En luttant contre la désinformation, Macron cherche un succès à mettre à son bilan
POLITIQUE – Quand une initiative présidentielle percute un agenda judiciaire. Ce mercredi 29 octobre, Emmanuel Macron prendra la parole au Forum de Paris sur la Paix. Le thème de son discours ? La désinformation et les ingérences étrangères. Hasard du calendrier, le chef de l’État s’exprime sur ce sujet au moment où dix personnes comparaissent devant le tribunal correctionnel de Paris pour avoir cyberharcelé Brigitte Macron sur la base d’une fake news, laquelle a largement été instrumentalisée depuis l’étranger.
« Il vit dans sa chair l’illustration de ce qu’il dénonce par ailleurs.
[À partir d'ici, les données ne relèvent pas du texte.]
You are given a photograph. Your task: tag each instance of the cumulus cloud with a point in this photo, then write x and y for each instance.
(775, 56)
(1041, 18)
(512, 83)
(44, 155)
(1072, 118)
Ce n’est pas la raison pour laquelle il se mobilise, mais ça contribue forcément à sa réflexion », observe un marcheur, soulignant que cette infox virale avait contribué à parasiter la parole du chef de l’État au moment de la vraie-fausse gifle filmée à son arrivée au Vietnam au mois de mai. En réalité, la désinformation amplifiée par des réseaux sociaux qui peinent à être régulés hante Emmanuel Macron depuis 2017.
Quelques minutes avant la clôture officielle de la campagne présidentielle, les « Macron Leaks » mêlant vrais et faux documents de campagne se diffusent sur la toile, dans le but de décrédibiliser sa candidature. Un piratage massif que la France attribue désormais officiellement au GRU, le renseignement militaire russe. Et l’ombre du Kremlin est systématiquement évoquée à chaque fake news ciblant le président de la République, comme lorsque le chef de l’État a été accusé de consommer de la cocaïne dans le train le menant à Kiev sur la base d’une séquence vidéo le montrant avec un mouchoir.
« Assainir les conditions du débat »
« La France est le deuxième pays le plus visé par la Russie sur la guerre informationnelle, après les États-Unis », répète souvent l’entourage du chef de l’État. D’où cette volonté de lutter contre la « déstructuration » du débat public, en vue notamment de l’élection présidentielle 2027. Et ce, même si, théoriquement, il n’a plus vraiment la main sur le plan national en l’absence de majorité à l’Assemblée, réduisant considérablement ses marges de manœuvre.
« Le président est dans son rôle, puisqu’il agit sur le fondement de l’article V de la Constitution, selon lequel il est le garant de l’indépendance nationale », fait valoir auprès du HuffPost un conseiller élyséen, qui précise : « Il souhaite assainir les conditions du débat, pour que l’élection puisse s’organiser dans un cadre clair et privé d’ingérences. » À ce titre, ce n’est pas un hasard si Maia Sandu, présidente de la Moldavie, sera à ses côtés ce mercredi.
La dirigeante pro-européenne a été réélue il y a un an malgré les soupçons d’ingérence russe qui ont pesé sur le scrutin. « La démocratie a triomphé de toutes les interférences et de toutes les manœuvres », avait d’ailleurs réagi Emmanuel Macron. Ainsi, le chef de l’État entend s’ériger en champion de la lutte contre la désinformation, et mettre à profit les mois qui le séparent de la fin de son mandat pour obtenir des avancées en la matière. « L’opinion publique est consciente du sujet », assure son entourage, en brandissant la dernière étude de l’Ifop sur les fractures françaises.
La science au cœur de la réflexion
Selon cette vaste enquête, seulement 17 % des Français affirment faire confiance aux réseaux sociaux. Un score plus faible que des secteurs qui suscitent pourtant une forte défiance au sein de la population, comme les médias, les partis politiques ou leurs représentants. Ce qui incite le chef de l’État à se mobiliser sur la thématique en associant, comme ce mardi à l’Élysée, des spécialistes venant d’horizons divers, de la pédiatre Sylvie Dieu-Osika, membre fondatrice du Collectif surexposition écrans, au sociologue Gérald Bronner en passant par Grégoire Borst, professeur de neurosciences cognitives de l’éducation ou encore l’historien David Colon, spécialiste de la propagande et de la manipulation de masse.
Reste à savoir comment le président de la République pourra convertir cette ambition politique en action concrète. « Du concret est possible, mais il est d’abord question de s’accorder sur le constat », rétorque son entourage, saluant la volonté du chef de l’État de « mettre la science au cœur de la réflexion », pour éviter autant que possible les procès en instrumentalisation politique. Mais est-ce possible ? Au regard de certaines réactions, le chemin semble encore long. Dès l’annonce de cette initiative présidentielle, plusieurs parlementaires du RN, dont le député Matthias Renault, soupçonne Emmanuel Macron de vouloir « censurer » les réseaux sociaux. Preuve s’il en est que le constat est encore loin d’être partagé par tous.